Tuesday, January 27, 2015

Ketika Tiga Kartu Jokowi yang Tak Lagi Sakti

Ketika Tiga Kartu Jokowi yang Tak Lagi Sakti
Sejak terpilih pada Oktober 2014 lalu, berbagai kebijakan telah ditelurkan pemerintahan Joko Widodo-Jusuf Kalla (Jokowi-JK). Sejumlah kebijakan mendapat apresiasi positif, tetapi tidak sedikit yang dapat sorotan publik.

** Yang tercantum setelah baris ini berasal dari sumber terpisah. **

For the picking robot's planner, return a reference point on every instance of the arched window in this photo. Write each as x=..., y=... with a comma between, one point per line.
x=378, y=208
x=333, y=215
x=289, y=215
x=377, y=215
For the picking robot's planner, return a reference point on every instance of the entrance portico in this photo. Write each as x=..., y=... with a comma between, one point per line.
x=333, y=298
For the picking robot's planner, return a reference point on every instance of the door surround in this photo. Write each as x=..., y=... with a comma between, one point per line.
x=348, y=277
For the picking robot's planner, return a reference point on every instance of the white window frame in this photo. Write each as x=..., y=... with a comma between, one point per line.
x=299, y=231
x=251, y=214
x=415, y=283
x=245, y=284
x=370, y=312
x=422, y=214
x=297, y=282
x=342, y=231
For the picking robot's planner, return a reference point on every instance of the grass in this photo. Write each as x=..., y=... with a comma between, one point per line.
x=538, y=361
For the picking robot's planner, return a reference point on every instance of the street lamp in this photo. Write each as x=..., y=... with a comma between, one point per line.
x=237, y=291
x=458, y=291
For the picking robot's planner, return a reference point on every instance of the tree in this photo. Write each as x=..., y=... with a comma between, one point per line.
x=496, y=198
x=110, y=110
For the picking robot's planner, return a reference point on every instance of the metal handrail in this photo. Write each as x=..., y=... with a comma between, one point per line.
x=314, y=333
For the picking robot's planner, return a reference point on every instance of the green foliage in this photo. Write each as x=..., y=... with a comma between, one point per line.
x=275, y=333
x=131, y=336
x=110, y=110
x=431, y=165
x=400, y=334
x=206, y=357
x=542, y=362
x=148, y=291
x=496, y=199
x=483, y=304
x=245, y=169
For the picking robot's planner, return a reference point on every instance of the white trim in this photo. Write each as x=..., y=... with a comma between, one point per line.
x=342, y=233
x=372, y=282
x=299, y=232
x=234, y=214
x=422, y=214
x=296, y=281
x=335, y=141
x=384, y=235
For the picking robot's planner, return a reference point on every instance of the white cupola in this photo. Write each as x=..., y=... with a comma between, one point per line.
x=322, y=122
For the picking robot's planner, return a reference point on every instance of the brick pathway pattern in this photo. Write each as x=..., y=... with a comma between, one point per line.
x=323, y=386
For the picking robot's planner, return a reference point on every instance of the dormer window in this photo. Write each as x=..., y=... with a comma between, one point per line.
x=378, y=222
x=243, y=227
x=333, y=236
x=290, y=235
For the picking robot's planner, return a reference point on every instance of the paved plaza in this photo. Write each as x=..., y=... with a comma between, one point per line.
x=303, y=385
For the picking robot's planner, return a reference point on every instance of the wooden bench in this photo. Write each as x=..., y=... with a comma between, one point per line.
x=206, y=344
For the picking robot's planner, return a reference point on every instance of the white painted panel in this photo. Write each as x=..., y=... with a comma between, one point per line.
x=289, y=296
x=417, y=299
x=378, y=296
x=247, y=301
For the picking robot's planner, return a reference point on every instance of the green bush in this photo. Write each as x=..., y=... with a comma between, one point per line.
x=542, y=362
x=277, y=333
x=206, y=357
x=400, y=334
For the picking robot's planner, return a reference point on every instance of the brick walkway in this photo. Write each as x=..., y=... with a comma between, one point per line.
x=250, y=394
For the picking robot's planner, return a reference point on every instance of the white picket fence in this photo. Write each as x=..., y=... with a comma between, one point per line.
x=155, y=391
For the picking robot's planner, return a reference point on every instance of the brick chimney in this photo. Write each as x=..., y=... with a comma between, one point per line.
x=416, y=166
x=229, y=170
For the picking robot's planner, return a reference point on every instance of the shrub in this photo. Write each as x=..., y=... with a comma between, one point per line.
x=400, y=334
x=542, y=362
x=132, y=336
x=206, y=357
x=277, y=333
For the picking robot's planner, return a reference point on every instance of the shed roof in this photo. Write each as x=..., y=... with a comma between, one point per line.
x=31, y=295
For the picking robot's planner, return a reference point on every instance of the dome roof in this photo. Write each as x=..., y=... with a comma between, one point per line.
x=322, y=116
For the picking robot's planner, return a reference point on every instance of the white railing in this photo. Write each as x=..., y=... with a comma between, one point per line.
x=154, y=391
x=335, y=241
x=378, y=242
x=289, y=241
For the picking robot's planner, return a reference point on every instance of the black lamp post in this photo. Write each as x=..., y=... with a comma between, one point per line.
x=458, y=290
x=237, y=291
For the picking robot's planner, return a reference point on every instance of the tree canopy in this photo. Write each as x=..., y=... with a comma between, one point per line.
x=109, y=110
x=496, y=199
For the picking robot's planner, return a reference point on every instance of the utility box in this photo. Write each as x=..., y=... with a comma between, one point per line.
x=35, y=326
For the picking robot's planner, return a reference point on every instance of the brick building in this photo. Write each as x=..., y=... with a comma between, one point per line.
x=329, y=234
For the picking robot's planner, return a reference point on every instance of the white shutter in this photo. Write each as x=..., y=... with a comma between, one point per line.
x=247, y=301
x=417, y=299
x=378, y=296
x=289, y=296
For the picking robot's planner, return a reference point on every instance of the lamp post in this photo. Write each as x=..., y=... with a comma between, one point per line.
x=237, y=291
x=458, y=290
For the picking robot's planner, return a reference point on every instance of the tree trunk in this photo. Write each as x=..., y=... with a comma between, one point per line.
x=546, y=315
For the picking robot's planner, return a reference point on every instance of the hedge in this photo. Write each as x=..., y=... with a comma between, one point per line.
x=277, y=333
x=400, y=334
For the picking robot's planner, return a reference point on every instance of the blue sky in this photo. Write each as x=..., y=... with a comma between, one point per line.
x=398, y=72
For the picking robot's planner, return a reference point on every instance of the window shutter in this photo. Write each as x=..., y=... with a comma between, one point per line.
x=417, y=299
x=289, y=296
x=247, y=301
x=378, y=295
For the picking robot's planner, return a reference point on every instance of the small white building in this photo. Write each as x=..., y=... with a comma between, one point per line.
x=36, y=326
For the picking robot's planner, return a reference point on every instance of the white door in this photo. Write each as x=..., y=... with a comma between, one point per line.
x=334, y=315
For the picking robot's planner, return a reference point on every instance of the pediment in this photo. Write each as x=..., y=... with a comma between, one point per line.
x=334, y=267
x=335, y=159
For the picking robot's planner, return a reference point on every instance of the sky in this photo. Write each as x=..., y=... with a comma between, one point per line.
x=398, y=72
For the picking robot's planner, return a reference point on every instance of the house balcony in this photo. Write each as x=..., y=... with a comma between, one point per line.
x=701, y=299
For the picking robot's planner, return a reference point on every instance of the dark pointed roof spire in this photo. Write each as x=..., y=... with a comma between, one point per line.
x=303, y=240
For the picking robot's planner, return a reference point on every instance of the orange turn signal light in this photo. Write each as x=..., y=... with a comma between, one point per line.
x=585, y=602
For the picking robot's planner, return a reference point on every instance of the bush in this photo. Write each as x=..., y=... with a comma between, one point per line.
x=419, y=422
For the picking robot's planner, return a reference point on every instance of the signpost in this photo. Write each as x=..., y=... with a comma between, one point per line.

Kebijakan Jokowi-JK yang mendapat sorotan ialah penerbitan tiga kartu sakti program unggulan Jokowi, yakni Kartu Indonesia Sehat (KIS), Kartu Indonesia Pintar (KIP) dan Kartu Keluarga Sejahtera (KKS).

Seperti diketahui, Kementerian Sosial menargetkan sebanyak 15,5 juta warga miskin mendapatkan "kartu sakti" karena mereka dinilai berhak mendapatkannya.
Pada Januari 2015, KIS ditargetkan menjangkau 96,4 juta jiwa ditambah 1,7 juta PMKS, 320.000 narapidana, serta 8,3 juta cadangan. KKS menjangkau 15,8 juta Rumah Tangga Sasaran (RTS) dan 340.000 Penyandang Masalah Kesejahteraan Sosial (PMKS). KIP menjangkau 19 juta siswa Kementerian Pendidikan dan Kebudayaan (Kemdikbud), ditambah KIP dari para siswa Kementerian Agama (Kemnag). Namun, persepsi negatif telah tersemat pada program KIS, KKS dan KIP. Setidaknya, komisi VIII DPR menemukan dugaan pelanggaran dalam pelaksanan program tersebut. Saleh P Daulay, Ketua Komisi VIII DPR, mengatakan, berdasarkan temuan Komisi VIII, di banyak masyarakat miskin di daerah tidak terdaftar sebagai penerima, dan tidak merasakan program tersebut.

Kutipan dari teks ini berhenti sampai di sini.